Federal Reserve Governor Lisa Cook highlighted commercial real estate, private credit and cyber risks as potential issues.

Speaking Wednesday (May 8) at the Brookings Institution in Washington, D.C., Cook provided a current assessment of financial stability and highlighted these issues as potential vulnerabilities.

The commercial real estate (CRE) sector continues to feel the effects of the pandemic and changes in the way many people live, shop and work, Cook said, according to a transcript of her speech posted by the Federal Reserve.

The values of office buildings have been most impacted by these changes, while the values of multifamily properties have dropped over the past year, Cook said. Much of the exposure to CRE loans is in smaller banks, for which these loans make up 30% of their assets. In response, the Fed has stepped up its supervisory work with these banks.

“All told, I view CRE risks currently as sizable but manageable, and I will be paying close attention to the sector in the short and medium run,” Cook said.

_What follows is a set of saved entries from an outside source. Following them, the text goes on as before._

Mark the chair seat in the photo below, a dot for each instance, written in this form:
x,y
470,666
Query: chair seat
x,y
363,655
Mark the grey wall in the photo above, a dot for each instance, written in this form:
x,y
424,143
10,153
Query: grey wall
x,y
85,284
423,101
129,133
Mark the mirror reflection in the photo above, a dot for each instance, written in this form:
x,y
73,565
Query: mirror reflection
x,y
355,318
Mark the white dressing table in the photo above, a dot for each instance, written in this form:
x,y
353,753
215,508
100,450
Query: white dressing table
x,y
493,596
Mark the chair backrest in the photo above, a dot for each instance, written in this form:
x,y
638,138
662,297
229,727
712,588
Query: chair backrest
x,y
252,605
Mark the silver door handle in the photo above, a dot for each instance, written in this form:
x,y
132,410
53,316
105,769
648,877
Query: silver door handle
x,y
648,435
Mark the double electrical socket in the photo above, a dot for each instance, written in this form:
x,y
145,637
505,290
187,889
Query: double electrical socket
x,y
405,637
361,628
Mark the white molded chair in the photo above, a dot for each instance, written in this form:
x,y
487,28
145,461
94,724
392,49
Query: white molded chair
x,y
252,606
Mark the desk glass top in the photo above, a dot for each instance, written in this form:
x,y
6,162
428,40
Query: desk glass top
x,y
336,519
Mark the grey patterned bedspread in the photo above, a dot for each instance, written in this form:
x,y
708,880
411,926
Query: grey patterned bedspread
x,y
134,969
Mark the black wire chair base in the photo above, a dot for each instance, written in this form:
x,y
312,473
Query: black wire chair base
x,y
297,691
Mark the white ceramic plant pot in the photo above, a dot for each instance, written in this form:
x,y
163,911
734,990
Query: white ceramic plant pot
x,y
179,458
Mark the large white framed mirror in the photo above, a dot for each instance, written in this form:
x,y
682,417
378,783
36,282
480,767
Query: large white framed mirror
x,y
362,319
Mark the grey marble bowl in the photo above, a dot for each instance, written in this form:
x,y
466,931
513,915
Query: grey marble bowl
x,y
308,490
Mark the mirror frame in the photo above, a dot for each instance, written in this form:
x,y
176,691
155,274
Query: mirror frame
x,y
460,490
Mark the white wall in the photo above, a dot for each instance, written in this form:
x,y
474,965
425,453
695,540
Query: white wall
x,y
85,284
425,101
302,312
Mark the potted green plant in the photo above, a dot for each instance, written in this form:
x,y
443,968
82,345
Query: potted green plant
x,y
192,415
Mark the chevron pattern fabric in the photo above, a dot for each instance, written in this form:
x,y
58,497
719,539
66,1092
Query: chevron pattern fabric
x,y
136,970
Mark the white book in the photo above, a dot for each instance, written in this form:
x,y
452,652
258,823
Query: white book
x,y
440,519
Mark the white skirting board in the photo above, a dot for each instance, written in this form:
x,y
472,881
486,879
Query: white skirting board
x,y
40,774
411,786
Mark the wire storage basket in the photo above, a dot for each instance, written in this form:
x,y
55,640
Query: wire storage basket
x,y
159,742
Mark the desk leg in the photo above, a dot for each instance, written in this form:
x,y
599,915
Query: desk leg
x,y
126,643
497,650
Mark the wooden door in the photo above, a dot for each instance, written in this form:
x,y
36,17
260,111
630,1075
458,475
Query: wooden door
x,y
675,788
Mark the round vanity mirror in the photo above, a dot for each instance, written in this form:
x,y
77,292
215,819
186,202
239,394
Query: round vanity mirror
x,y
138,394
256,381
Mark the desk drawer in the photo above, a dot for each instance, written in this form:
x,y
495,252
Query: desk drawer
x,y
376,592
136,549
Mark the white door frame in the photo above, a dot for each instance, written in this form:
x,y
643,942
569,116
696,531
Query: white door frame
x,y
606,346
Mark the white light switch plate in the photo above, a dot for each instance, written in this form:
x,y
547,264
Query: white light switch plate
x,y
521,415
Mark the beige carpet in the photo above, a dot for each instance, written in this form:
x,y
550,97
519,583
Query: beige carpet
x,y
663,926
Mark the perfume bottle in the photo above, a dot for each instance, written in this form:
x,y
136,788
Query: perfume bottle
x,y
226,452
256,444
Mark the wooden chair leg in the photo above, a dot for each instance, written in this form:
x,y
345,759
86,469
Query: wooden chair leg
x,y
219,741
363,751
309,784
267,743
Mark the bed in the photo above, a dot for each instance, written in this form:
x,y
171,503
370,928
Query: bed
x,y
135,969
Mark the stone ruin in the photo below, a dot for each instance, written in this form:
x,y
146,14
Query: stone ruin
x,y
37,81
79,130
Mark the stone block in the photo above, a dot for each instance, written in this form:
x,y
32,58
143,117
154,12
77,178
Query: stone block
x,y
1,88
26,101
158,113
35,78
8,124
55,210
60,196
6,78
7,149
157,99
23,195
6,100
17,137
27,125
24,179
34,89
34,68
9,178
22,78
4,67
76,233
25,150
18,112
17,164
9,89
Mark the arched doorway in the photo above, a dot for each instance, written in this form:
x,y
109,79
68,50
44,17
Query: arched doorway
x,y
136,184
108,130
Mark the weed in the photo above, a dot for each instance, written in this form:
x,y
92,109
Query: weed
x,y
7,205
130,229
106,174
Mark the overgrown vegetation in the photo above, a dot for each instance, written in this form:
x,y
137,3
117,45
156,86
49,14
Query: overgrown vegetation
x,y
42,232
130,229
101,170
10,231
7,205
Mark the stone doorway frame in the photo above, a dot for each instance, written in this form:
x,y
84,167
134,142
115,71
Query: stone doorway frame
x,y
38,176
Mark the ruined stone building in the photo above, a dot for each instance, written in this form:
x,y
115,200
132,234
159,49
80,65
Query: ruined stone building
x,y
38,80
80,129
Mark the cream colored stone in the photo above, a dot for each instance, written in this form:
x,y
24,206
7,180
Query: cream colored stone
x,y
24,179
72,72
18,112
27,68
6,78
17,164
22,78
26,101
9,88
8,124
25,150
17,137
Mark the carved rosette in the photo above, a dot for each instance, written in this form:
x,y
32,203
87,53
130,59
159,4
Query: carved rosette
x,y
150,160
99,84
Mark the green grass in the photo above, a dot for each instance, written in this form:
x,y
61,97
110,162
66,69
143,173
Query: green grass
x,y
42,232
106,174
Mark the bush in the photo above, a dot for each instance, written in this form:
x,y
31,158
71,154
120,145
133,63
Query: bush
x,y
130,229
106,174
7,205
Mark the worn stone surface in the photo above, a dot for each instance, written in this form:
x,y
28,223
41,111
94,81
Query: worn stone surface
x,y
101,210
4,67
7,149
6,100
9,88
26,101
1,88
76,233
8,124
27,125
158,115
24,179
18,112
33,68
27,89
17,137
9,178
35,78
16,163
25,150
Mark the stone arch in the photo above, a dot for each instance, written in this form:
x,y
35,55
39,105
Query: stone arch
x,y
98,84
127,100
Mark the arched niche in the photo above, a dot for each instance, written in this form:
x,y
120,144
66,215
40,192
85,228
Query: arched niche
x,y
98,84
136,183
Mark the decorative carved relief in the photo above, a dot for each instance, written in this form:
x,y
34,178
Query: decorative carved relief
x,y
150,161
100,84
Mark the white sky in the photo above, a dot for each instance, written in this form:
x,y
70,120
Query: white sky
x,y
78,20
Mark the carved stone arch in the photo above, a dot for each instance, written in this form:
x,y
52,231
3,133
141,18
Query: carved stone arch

Cook identified private credit — direct loans made to businesses by nonbank entities — as an emerging vulnerability. Private credit funds’ assets under management have grown rapidly in recent years and may involve “weak underwriting or excessive risk appetite,” she said.

These funds appear to be well positioned to manage those risks, Cook added. However, they have increasing ties with traditional financial institutions, and a growing number of banks are originating their own private credit deals.

“As a result, I will be monitoring the contribution of private credit to the overall leverage of the business sector and the evolving interconnectedness between private credit and the rest of the financial system,” Cook said.

Cook also highlighted cyber risk in her speech, noting that cyberattacks are being launched at a more rapid pace by criminal groups and hostile governments. She said financial resilience can mitigate the impact of these attacks on the financial sector.

“While strong capital and liquidity positions will not, by themselves, prevent an intrusion, they leave the affected institution in a better position to rejoin the system once the attack is resolved and, most importantly, promote confidence among its counterparties,” Cook said.

Private credit has appeared as an avenue through which corporates can get the capital they need, PYMNTS reported in January. For the lenders, it provides an opportunity to tap into a market worth trillions of dollars.

In April, JPMorgan Chase CEO Jamie Dimon sounded some alarm about private credit in an annual letter to shareholders. Dimon said that “new financial products that grow extremely rapidly often become an area of unexpected risk in the markets.”